According to an affidavit written by N.H. State Police Sgt. Stephen Sloper, she told police after her arrest in 2020 that her husband used her cellphone to lure Amerault to Annett State Park in Rindge after discovering text messages between the two. She’d told Armando she wanted a divorce, and she and Amerault were in the early stages of forming a romantic relationship, Senior Assistant Attorney General Ben Agati said at her plea hearing in North Haverhill in September.
Britany Barron told police that once at the park, her husband ordered her to shoot Amerault, but when she refused he shot and killed Amerault himself, the affidavit states. She also said that just prior to this, her husband had severely assaulted her, leaving her with a pair of black eyes, a broken nose and other injuries, the affidavit states.
Sloper said in the affidavit that Britany Barron said she and her husband then took Amerault’s vehicle and their own north to Coos County, where they made camp and attempted to dispose of the evidence. Britany Barron said she followed orders from her husband — with whom she has three young children — to remove Amerault’s head and conceal his body and his vehicle, the affidavit states.
At her sentencing hearing in October, Britany Barron described feeling “shame and disgust” for her involvement but did not try to defend her actions; doing so, she said, would be an insult to Amerault’s family.
“I’m sorry for every single thing I’ve done to Jonathan,” she said at the hearing. “I understand that my words are meaningless and do nothing to bring back your incredible son. The only way that I can think of to try to show you that I’m really, sincerely sorry is to accept full responsibility for my actions.”
But in a victim-impact statement read at the sentencing hearing, Amerault’s mother, Justine Amerault, called Britany Barron’s actions “abhorrent, savage, evil beyond imagination, egregiously selfish, callous and self-serving.”
She described the pain her family endured between the time they realized he was missing and when authorities confirmed they’d found his body and reflected on the milestones her son will never get to experience and the potential he will never get to realize. She said his death was a devastating loss.
“Jonathan had the world in the palm of his hand,” she said at the time. “She snatched it from him, from his father, from me and from the rest of Jonathan’s extended family.”
According to WMUR, Amerault’s parents also opposed Britany Barron’s parole in a written letter that was read by the victim’s advocate Thursday and urged the parole board to keep her in custody until after she has testified against her husband. The state’s spokesperson said the victim services division at the Department of Corrections declined to share the family’s statement with The Sentinel.
A lawyer for Britany Barron has previously argued she was also a victim in this case. In January of last year, attorney Richard Guerriero argued that she should be released on bail and granted home confinement, saying she acted as she did only to avoid further harm from her husband.

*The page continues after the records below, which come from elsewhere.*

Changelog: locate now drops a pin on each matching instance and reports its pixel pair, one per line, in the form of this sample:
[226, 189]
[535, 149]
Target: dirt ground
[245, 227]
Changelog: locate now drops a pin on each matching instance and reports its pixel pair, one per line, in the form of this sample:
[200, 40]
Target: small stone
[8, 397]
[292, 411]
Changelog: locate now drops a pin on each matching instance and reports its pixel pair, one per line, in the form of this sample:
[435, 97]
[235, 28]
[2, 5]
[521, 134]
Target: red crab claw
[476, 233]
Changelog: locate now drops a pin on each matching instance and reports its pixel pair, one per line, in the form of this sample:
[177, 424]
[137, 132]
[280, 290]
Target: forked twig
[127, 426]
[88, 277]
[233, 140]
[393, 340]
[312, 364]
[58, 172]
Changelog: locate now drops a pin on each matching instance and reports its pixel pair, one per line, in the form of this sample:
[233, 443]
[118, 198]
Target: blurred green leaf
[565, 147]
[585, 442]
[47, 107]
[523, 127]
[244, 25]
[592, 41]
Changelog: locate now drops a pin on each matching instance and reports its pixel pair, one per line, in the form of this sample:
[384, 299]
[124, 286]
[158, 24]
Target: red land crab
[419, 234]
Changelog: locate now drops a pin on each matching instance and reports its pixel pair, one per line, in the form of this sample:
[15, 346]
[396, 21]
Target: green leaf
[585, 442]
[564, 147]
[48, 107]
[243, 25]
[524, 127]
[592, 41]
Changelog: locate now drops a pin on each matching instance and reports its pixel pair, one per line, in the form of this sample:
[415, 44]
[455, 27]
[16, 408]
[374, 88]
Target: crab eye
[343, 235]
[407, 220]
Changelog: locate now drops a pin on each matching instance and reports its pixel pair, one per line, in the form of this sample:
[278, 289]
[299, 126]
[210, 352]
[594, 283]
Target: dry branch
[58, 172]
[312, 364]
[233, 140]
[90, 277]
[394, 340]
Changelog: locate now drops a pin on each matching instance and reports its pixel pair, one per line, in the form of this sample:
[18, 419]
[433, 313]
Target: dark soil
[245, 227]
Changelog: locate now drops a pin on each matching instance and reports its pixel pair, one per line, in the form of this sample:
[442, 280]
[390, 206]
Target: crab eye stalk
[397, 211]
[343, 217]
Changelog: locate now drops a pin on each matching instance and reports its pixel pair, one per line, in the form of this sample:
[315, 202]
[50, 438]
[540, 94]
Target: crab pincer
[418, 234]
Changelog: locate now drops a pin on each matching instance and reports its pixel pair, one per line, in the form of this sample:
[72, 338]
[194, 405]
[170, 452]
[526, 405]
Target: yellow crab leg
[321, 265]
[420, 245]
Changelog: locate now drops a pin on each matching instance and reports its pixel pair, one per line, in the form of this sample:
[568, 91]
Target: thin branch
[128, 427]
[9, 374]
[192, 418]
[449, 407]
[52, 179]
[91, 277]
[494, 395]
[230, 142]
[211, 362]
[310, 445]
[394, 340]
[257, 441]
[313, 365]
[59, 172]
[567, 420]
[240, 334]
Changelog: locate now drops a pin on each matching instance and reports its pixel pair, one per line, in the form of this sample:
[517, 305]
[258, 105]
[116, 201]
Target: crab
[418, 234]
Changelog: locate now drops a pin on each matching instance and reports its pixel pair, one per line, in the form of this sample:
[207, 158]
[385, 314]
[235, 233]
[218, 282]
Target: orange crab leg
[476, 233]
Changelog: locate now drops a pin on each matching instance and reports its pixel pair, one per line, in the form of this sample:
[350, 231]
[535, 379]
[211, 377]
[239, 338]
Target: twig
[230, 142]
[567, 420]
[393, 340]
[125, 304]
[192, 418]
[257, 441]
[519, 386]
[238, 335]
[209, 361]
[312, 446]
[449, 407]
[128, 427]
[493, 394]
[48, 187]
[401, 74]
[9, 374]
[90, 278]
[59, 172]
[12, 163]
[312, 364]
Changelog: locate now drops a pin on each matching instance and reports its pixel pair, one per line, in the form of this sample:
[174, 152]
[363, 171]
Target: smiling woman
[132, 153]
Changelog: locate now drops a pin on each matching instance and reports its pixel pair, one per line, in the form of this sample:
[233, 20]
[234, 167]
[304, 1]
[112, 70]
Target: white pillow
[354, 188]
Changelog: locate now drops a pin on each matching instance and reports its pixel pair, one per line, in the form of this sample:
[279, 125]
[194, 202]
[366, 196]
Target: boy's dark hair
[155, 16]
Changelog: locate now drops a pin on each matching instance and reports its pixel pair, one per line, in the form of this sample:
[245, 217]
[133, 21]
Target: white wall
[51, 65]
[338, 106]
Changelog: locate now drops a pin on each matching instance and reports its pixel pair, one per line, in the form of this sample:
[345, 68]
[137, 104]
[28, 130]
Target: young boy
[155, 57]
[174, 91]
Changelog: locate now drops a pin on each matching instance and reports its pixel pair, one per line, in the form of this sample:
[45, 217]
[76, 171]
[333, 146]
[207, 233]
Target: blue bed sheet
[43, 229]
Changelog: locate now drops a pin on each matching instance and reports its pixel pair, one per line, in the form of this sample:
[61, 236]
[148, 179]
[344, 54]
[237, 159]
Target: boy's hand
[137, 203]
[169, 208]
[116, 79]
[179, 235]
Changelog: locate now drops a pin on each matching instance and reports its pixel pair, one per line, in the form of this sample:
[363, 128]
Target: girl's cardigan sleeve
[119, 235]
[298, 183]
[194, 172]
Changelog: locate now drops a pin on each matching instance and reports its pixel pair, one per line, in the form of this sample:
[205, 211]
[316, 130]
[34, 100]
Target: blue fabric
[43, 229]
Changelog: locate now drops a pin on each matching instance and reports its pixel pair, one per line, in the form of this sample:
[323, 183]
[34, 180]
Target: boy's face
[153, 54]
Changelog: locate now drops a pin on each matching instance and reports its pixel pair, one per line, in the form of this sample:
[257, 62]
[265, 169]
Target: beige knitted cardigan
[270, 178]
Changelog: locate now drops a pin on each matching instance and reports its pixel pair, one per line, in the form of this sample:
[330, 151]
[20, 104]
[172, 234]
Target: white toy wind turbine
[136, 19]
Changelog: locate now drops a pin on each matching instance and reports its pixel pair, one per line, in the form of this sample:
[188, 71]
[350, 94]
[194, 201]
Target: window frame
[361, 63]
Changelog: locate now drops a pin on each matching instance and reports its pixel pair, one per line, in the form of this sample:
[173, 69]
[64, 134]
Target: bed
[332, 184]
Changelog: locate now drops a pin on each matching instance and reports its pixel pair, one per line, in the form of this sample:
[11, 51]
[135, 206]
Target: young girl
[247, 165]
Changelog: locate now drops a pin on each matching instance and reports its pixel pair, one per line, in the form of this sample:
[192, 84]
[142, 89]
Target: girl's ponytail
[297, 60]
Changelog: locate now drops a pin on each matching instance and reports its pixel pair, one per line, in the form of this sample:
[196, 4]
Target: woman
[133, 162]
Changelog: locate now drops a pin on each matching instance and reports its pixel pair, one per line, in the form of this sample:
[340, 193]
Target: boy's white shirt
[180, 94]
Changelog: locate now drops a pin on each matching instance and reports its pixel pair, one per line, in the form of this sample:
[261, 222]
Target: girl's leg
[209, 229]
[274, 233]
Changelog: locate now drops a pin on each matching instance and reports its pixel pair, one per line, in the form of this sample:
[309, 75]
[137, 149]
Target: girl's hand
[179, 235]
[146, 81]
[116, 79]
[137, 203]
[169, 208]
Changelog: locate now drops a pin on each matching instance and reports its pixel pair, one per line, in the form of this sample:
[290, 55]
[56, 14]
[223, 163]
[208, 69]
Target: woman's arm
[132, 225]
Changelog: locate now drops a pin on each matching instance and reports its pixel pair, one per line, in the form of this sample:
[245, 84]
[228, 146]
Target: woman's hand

The prosecution, on the other hand, at the time said she had multiple opportunities to seek help and try to get away from her husband, such as when they took separate cars to drive north.
A Coos County Superior Court judge denied Britany Barron’s request for bail at the time.
She has been incarcerated since late September 2020, after Amerault’s body was discovered by N.H. Fish and Game officers near the campsite she said she and Armando Barron had set up. Her husband, who Britany Barron said had returned to Jaffrey without her, was arrested shortly thereafter on charges related to both Amerault’s death and his wife’s alleged assault.
As conditions of her parole, Britany Barron must also engage in mental-health treatment immediately upon release, be compliant with prescribed medication, and have no contact with Amerault’s family. She also must comply with GPS monitoring for 90 days, and afterward at the parole officer’s discretion, according to the state’s spokesperson.